Hi, everyone.
tl;dr: New tool compresses full-history XML at 100MB/s, not 4MB/s, with the same avg compression ratio as 7zip. Can anyone help me test more or experimentally deploy?
As I understand, compressing full-history dumps for English Wikipedia and other big wikis takes a lot of resources: enwiki history is about 10TB unpacked, and 7zip only packs a few MB/s/core. Even with 32 cores, that's over a day of server time. There's been talk about ways to speed that up in the past.[1]
It turns out that for history dumps in particular, you can compress many times faster if you do a first pass that just trims the long chunks of text that didn't change between revisions. A program called rzip[2] does this (and rzip's _very_ cool, but fatally for us it can't stream input or output). The general approach is sometimes called Bentley-McIlroy compression.[3]

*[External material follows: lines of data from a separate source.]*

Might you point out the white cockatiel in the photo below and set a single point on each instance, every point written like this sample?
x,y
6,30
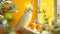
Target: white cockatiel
x,y
24,21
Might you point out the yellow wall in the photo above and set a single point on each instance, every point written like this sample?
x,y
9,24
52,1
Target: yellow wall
x,y
48,6
21,9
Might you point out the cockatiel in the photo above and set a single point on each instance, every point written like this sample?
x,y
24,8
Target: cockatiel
x,y
24,21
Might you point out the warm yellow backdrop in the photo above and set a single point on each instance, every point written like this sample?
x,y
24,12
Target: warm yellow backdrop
x,y
47,5
21,9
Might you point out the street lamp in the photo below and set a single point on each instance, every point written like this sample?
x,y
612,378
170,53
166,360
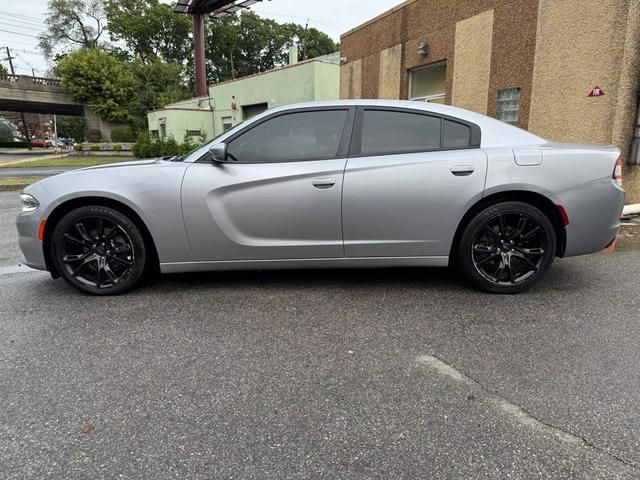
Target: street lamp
x,y
198,9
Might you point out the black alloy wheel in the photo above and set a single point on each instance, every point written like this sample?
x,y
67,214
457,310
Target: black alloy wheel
x,y
508,247
98,250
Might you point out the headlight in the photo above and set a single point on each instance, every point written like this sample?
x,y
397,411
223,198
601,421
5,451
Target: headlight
x,y
29,203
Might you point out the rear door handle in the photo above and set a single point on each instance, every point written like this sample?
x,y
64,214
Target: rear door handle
x,y
462,170
323,183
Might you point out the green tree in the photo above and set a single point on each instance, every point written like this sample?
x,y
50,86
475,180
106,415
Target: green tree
x,y
72,24
150,30
6,134
100,80
155,85
245,44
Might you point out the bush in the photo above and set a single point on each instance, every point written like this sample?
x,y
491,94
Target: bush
x,y
94,135
145,147
6,134
14,144
122,133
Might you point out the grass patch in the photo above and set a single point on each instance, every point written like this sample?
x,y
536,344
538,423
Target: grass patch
x,y
70,161
16,183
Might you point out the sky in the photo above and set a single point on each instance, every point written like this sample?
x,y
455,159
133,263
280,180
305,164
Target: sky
x,y
21,21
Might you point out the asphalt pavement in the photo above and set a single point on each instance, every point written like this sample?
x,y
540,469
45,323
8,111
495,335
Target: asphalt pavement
x,y
33,172
400,373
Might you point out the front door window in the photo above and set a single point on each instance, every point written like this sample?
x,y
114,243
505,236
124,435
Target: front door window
x,y
291,137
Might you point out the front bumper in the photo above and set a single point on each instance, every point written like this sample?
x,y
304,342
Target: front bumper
x,y
594,210
28,225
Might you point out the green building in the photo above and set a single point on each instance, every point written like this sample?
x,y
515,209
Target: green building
x,y
234,101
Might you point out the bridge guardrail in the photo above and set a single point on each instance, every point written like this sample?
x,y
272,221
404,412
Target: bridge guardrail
x,y
31,83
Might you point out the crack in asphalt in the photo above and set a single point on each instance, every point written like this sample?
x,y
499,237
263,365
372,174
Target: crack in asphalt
x,y
522,415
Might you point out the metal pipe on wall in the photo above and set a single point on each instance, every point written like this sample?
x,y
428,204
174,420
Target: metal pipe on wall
x,y
634,157
200,67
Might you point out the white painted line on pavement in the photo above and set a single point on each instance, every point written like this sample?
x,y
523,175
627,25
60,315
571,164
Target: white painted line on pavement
x,y
13,269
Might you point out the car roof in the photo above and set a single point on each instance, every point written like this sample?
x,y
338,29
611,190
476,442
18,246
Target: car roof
x,y
494,132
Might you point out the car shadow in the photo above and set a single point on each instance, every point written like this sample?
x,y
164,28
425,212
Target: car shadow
x,y
310,278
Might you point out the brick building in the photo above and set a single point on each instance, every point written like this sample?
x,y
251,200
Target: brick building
x,y
532,63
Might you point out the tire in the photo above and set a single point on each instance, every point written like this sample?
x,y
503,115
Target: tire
x,y
98,250
507,248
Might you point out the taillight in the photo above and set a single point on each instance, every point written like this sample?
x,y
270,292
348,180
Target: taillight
x,y
617,172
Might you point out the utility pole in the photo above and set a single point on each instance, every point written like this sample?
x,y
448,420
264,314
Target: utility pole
x,y
25,127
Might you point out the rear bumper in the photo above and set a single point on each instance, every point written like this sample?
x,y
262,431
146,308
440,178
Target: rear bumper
x,y
594,210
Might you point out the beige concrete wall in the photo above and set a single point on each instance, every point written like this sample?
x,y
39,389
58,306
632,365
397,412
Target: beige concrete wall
x,y
574,36
574,39
390,72
351,80
472,67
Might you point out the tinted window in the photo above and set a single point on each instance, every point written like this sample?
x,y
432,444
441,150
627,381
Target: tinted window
x,y
291,137
386,132
456,135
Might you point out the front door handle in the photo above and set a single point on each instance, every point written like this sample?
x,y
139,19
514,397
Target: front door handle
x,y
462,170
323,183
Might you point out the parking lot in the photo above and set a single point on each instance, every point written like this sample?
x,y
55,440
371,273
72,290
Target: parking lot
x,y
401,373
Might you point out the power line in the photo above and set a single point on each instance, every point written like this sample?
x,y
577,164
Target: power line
x,y
26,17
21,20
314,20
18,33
13,25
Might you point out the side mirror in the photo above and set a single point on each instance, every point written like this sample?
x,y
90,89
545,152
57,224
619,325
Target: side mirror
x,y
219,152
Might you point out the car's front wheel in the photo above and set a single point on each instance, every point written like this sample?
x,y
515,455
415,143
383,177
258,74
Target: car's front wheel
x,y
507,247
98,250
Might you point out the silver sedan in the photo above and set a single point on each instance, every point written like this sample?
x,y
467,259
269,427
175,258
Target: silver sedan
x,y
333,184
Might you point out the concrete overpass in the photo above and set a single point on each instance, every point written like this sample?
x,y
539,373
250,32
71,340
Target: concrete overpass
x,y
22,93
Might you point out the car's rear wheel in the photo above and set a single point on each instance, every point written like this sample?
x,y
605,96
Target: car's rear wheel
x,y
507,247
98,250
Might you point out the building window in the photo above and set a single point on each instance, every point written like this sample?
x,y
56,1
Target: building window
x,y
427,84
250,111
508,106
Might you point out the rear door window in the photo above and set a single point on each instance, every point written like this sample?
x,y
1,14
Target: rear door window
x,y
386,132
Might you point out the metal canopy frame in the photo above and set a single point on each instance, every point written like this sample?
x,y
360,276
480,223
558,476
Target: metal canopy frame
x,y
217,8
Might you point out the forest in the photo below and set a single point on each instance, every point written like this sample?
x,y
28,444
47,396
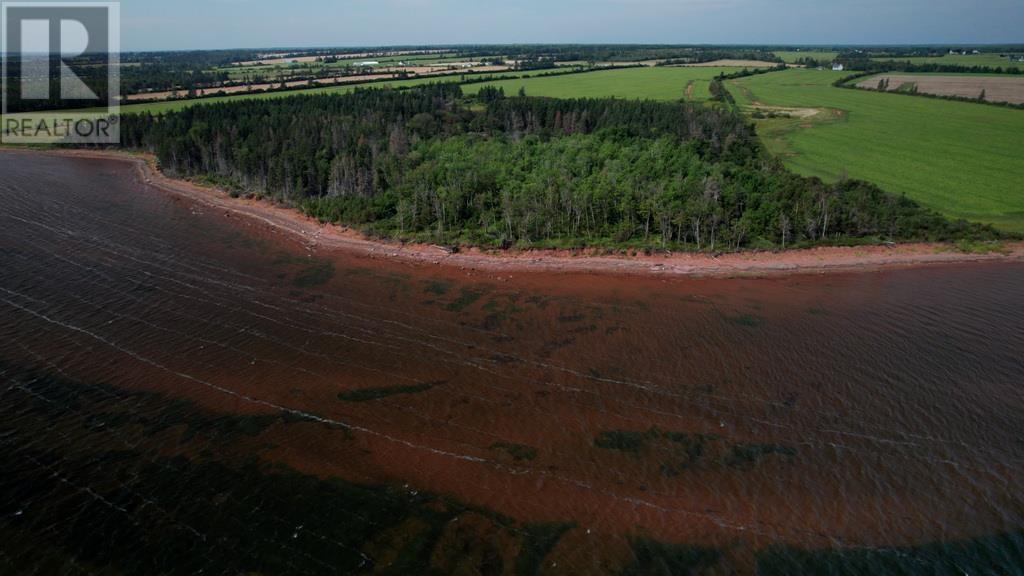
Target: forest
x,y
432,165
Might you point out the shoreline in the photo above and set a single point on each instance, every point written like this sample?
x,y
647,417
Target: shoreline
x,y
733,264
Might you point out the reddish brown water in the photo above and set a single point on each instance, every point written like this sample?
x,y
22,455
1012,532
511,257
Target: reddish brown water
x,y
843,412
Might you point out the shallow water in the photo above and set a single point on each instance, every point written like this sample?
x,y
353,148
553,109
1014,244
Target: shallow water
x,y
172,374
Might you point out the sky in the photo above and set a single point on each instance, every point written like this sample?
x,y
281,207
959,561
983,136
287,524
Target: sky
x,y
160,25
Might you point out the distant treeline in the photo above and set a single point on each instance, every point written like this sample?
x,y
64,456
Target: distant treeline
x,y
876,67
426,164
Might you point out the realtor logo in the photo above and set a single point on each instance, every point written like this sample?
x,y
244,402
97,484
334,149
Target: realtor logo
x,y
60,72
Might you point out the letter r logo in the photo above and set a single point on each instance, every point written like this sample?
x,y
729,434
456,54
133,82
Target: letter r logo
x,y
52,47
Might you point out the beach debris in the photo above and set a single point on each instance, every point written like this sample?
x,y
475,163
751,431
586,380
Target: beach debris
x,y
446,249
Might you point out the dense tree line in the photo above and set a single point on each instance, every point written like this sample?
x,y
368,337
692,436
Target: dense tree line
x,y
427,164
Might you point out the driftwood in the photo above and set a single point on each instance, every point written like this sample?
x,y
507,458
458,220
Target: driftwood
x,y
446,249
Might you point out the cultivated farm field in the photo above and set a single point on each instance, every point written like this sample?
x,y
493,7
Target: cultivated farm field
x,y
997,88
991,60
662,83
962,159
791,56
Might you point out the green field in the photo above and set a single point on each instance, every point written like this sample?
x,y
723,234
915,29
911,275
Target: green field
x,y
650,83
794,55
992,60
958,158
172,106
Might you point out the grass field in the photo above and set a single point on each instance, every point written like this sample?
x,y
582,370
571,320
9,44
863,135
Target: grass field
x,y
958,158
792,56
992,60
650,83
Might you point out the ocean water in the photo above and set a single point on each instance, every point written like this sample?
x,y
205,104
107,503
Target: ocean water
x,y
182,391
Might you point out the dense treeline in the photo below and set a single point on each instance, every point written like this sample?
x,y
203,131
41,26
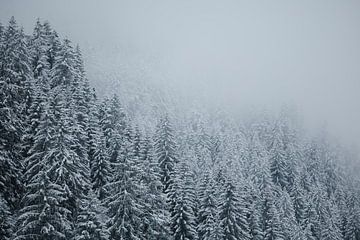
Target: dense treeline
x,y
75,167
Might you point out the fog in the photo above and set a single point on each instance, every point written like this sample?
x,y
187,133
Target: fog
x,y
235,54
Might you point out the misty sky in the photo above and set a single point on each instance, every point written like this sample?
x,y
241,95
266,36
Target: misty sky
x,y
231,53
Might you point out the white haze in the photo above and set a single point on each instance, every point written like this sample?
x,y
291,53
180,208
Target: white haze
x,y
233,54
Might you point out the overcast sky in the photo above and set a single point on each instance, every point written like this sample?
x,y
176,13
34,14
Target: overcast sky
x,y
234,53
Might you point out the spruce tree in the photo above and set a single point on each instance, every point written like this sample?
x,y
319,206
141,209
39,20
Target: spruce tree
x,y
124,204
89,223
208,219
233,214
155,213
165,151
181,198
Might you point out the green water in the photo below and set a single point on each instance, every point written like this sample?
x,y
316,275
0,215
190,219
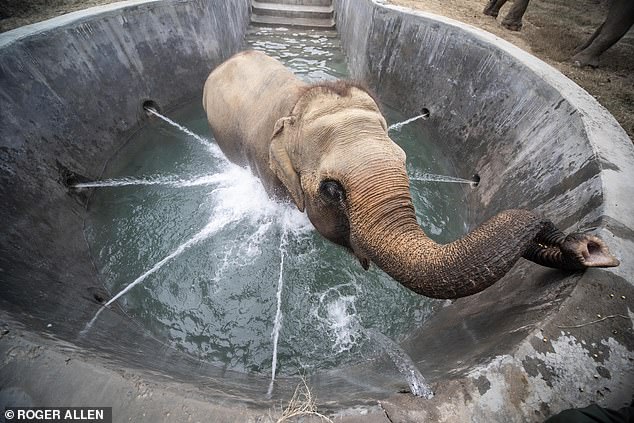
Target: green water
x,y
217,298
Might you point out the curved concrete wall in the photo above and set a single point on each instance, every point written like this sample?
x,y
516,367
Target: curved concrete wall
x,y
538,141
71,91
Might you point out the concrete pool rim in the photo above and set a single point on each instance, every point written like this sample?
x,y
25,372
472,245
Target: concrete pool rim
x,y
610,145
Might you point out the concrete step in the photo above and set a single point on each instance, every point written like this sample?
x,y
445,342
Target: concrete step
x,y
286,21
300,2
292,10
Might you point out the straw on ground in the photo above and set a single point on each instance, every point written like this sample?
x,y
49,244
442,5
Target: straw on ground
x,y
301,404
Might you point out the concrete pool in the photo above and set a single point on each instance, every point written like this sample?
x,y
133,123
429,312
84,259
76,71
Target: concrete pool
x,y
535,343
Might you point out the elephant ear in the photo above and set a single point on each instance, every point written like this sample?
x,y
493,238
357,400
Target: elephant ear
x,y
280,161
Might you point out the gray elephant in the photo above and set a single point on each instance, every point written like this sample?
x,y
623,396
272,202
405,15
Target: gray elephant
x,y
618,21
325,146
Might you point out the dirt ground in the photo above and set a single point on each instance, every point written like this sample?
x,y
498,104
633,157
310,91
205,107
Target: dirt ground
x,y
552,29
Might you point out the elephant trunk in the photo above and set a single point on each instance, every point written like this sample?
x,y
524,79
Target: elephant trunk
x,y
383,229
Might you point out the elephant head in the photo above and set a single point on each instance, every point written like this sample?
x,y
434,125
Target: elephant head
x,y
334,157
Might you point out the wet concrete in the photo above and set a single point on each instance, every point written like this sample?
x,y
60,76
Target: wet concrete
x,y
538,141
529,346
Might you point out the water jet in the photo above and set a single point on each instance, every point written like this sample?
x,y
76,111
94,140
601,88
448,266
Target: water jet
x,y
537,140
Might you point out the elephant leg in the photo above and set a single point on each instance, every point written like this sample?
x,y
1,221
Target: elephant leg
x,y
619,20
590,40
493,7
513,19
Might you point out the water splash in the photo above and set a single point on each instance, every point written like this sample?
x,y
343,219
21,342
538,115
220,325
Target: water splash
x,y
398,126
212,227
277,323
417,384
430,177
170,181
235,184
211,147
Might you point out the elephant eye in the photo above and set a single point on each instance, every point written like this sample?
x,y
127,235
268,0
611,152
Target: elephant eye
x,y
332,191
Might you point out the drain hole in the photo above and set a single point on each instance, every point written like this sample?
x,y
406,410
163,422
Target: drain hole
x,y
150,105
68,178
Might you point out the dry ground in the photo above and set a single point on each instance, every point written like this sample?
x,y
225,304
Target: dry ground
x,y
552,29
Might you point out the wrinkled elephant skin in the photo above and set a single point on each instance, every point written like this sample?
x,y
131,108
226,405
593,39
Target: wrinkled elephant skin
x,y
326,148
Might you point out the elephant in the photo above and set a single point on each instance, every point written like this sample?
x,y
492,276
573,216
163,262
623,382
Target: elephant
x,y
325,147
618,21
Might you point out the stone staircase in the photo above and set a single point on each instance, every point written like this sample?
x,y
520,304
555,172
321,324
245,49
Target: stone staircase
x,y
303,13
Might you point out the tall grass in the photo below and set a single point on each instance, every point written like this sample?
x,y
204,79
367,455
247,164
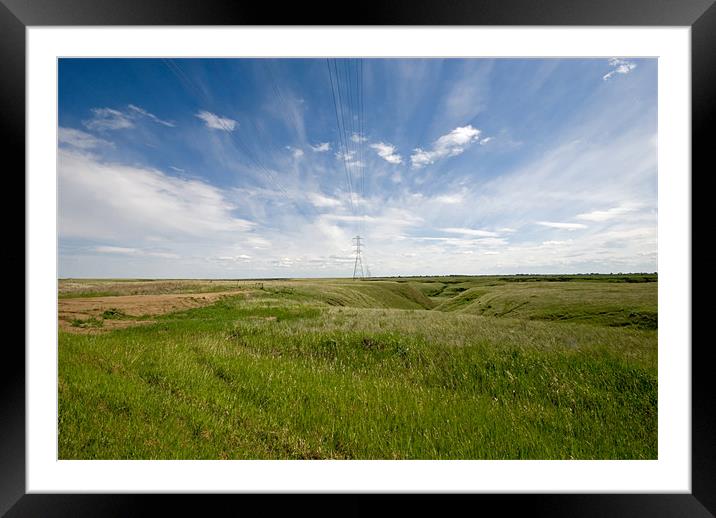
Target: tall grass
x,y
305,370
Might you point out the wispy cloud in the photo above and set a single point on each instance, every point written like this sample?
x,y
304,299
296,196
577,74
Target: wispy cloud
x,y
100,200
321,147
295,152
144,113
116,250
619,66
470,232
108,119
122,250
449,199
562,226
214,121
451,144
350,158
319,200
105,119
606,215
387,152
79,139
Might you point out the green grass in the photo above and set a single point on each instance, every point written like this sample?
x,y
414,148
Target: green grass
x,y
367,370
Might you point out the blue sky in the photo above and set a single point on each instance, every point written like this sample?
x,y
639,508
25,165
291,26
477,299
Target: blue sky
x,y
239,168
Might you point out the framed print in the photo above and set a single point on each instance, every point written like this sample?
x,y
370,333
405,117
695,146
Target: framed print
x,y
426,251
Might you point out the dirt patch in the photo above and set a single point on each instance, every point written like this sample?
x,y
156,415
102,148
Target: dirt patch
x,y
97,314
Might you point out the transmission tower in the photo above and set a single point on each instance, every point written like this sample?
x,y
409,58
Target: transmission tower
x,y
358,265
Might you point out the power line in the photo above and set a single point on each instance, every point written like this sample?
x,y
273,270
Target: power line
x,y
341,134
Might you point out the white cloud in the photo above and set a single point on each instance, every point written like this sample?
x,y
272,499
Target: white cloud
x,y
318,200
449,199
605,215
562,226
321,147
145,113
296,152
105,119
470,232
619,66
115,250
122,250
107,201
79,139
452,144
349,157
387,152
214,121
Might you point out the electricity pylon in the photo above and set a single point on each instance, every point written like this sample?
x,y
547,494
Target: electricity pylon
x,y
359,259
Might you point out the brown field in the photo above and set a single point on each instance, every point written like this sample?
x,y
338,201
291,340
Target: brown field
x,y
74,311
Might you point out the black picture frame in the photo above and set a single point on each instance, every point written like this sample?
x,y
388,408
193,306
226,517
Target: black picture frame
x,y
700,15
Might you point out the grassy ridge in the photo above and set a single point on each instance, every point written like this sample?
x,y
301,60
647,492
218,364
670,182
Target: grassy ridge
x,y
340,369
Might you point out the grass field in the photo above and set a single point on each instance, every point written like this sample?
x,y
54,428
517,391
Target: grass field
x,y
541,367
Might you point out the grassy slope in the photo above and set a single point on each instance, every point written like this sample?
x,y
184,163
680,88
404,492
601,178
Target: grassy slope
x,y
337,369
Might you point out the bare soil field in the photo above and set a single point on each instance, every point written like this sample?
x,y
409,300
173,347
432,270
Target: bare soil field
x,y
82,315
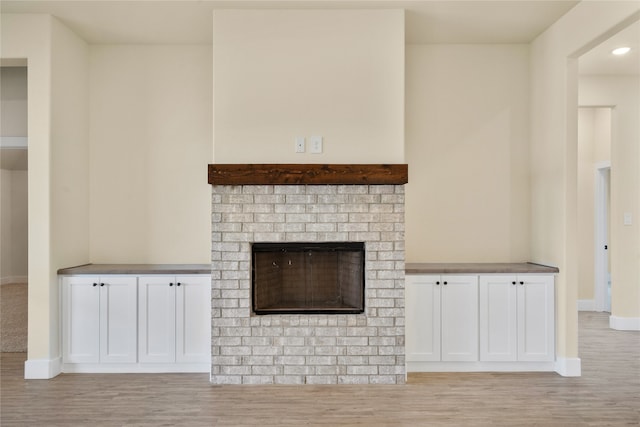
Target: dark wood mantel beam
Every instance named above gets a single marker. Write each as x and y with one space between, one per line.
293 174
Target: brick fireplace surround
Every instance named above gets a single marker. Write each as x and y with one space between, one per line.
365 348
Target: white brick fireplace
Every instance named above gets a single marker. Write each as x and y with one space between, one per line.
366 348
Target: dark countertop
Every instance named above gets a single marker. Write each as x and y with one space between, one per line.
137 269
479 268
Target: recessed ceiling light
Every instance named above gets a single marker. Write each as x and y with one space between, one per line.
621 51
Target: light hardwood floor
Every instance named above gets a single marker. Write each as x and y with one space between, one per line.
607 394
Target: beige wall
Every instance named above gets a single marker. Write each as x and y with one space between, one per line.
594 147
554 92
13 220
333 73
150 143
13 101
467 148
623 93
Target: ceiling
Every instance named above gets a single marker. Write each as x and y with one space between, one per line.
189 21
600 60
448 22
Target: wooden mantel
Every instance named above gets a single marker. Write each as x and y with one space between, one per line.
294 174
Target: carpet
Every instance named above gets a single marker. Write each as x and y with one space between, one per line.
13 318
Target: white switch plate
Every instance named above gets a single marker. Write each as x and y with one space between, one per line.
316 144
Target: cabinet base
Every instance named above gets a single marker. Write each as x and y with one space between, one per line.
481 367
42 369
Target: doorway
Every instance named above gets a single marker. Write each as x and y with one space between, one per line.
602 264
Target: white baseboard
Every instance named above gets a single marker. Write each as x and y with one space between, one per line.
13 279
133 368
624 323
586 305
568 367
42 369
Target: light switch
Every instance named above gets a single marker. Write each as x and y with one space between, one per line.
316 144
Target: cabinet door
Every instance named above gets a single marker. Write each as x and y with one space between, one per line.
498 318
81 319
536 318
118 319
156 319
459 305
193 319
422 311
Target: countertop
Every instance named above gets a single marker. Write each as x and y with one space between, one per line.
137 269
479 268
410 268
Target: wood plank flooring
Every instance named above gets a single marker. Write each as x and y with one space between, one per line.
608 394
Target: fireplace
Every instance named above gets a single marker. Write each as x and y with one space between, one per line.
306 209
308 278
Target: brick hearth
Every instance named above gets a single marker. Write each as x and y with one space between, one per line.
365 348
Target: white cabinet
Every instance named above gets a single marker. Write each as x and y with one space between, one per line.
517 318
136 323
441 318
174 316
99 319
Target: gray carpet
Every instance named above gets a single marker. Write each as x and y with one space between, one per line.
13 318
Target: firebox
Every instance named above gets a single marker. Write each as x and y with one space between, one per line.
308 278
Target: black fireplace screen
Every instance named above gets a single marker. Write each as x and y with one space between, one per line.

So I wrote something I'm calling histzip.[4] It compresses long repeated sections using a history buffer of a few MB. If you pipe history XML through histzip to bzip2, the whole process can go ~100 MB/s/core, so we're talking an hour or three to pack enwiki on a big box. While it compresses, it also self-tests by unpacking its output and comparing checksums against the original. I've done a couple test runs on last month's fullhist dumps without checksum errors or crashes. Last full run I did, the whole dump compressed to about 1% smaller than 7zip's output; the exact ratios varied file to file (I think it's relatively better at pages with many revisions) but were +/- 10% of 7zip's in general.
Also, less exciting, but histzip's also a reasonably cheap way to get daily incr dumps about 30% smaller.
Technical datadaump aside: *How could I get this more thoroughly tested, then maybe added to the dump process, perhaps with an eye to eventually replacing for 7zip as the alternate, non-bzip2 compressor?* Who do I talk to to get started? (I'd dealt with Ariel Glenn before, but haven't seen activity from Ariel lately, and in any case maybe playing with a new tool falls under Labs or some other heading than dumps devops.) Am I nuts to be even asking about this? Are there things that would definitely need to change for integration to be possible? Basically, I'm trying to get this from a tech demo to something with real-world utility.
Best, Randall
[1] Some past discussion/experiments are captured at http://www.mediawiki.org/wiki/Dbzip2, and some old scripts I wrote are at https://git.wikimedia.org/commit/operations%2Fdumps/11e9b23b4bc76bf3d89e1fb3... [2] http://rzip.samba.org/ [3] http://citeseerx.ist.psu.edu/viewdoc/download?doi=10.1.1.11.8470&rep=rep... [4] https://github.com/twotwotwo/histzip
Randall Farmer, 20/01/2014 23:39:
Hi, everyone.
tl;dr: New tool compresses full-history XML at 100MB/s, not 4MB/s, with the same avg compression ratio as 7zip. [...]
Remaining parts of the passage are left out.